The man who asks God for less than he deserves will certainly receive more, as is shown by the publican who begged forgiveness but obtained salvation (cf. Luke 18:10-14). And the robber asked only to be remembered in the kingdom, yet he inherited all of Paradise (cf. Luke 23:43).
St. John Klimakos -The Ladder of Divine Ascent “On Humility”
Once, Abba Isaiah saw someone committing a grave sin. The “starets” did not accuse
him but said to himself: “If God, Who created him, sees this and is merciful toward him, then who am I to accuse him?”
Whoever strives towards God and really wants to become Christ’s follower must follow
Him, endeavoring to improve himself and become a new person, not retaining anything within oneself that is peculiar to the ancient person — for it is said:” if anyone is in Christ, he is a new creation.” St. Macarius the Great
Like traders sailing on a ship during fair winds and a calm sea fear that sudden strong
winds and turbulent waters may place their ship in danger before they reach port, so do
Christians, even though they feel benevolent winnowing of the Holy Spirit, , fear that an ill-wind may arouse a turbulence of passions. Consequently, it is essential to take great care in order to reach the tranquil port of eternal life and eternal joy — the cities of Saints, Heavenly Jerusalem and the Churches of the firstborn. (Hebr. 12:23). St. Macarius the Great
A proud Christian needs no demon. He has turned into one, an enemy to himself.
Darkness is alien to light. Pride is alien to every virtue. St. John Klimakos -The Ladder of Divine Ascent “On Pride”
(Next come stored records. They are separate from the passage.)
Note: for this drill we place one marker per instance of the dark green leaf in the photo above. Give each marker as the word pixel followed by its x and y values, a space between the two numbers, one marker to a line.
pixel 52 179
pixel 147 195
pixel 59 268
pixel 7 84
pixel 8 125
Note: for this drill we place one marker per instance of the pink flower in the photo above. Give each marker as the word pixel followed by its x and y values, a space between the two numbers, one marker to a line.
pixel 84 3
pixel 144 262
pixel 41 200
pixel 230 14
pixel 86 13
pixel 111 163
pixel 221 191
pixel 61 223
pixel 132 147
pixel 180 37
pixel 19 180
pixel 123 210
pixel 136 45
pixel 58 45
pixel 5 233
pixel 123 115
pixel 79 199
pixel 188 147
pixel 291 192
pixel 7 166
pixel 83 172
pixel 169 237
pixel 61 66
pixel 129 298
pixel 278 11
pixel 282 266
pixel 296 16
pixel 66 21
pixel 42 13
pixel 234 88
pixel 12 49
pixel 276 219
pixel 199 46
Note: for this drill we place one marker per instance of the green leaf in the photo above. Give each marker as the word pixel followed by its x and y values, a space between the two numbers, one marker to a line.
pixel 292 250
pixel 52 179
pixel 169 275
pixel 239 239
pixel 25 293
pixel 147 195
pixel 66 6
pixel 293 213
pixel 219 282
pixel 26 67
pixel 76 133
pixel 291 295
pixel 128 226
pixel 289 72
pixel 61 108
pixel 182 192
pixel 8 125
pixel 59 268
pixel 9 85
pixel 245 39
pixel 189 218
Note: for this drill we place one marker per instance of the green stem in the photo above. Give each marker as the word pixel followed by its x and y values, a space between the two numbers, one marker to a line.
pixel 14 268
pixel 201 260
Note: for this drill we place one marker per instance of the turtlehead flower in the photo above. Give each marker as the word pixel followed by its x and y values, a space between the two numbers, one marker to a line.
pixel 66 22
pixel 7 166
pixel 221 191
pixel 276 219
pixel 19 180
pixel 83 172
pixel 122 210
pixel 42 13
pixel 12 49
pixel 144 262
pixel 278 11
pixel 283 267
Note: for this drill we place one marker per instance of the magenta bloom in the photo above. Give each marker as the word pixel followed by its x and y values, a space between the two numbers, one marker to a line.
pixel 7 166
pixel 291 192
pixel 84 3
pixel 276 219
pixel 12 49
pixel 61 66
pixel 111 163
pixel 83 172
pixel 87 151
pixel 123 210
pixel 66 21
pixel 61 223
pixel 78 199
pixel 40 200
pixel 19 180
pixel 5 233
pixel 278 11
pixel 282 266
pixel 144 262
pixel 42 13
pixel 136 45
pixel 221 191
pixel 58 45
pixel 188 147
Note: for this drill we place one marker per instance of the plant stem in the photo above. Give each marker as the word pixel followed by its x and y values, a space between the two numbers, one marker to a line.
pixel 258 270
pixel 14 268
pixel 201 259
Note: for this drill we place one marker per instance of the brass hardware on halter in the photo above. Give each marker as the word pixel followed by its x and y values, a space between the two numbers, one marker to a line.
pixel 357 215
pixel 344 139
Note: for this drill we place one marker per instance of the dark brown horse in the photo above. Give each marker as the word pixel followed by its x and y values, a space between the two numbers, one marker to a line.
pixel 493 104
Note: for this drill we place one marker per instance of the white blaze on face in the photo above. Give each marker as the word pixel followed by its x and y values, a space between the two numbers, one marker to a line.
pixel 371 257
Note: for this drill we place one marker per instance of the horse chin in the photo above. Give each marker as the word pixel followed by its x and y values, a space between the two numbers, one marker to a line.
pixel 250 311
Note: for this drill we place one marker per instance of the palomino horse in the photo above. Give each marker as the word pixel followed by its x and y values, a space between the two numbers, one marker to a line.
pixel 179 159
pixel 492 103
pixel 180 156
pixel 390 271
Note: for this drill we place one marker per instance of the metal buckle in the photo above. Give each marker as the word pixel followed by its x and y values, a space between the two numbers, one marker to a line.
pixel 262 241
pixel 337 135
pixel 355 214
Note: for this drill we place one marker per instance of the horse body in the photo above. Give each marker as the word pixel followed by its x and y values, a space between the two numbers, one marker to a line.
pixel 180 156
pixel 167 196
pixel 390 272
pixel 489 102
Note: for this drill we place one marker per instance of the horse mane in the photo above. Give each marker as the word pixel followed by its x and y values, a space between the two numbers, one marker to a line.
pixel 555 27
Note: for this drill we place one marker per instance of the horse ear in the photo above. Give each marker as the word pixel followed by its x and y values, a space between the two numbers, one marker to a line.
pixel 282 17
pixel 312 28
If pride turned some of the angels into demons, then humility can doubtless make angels out of demons. So take heart, all you sinners. St. John Klimakos -The Ladder of Divine Ascent “On Humility”
A solitary horse can often imagine itself to be at full gallop, but when it finds itself in a herd it then discovers how slow it actually is.
St. John Klimakos -The Ladder of Divine Ascent -On Humility
Who has ears to hear, let them hear.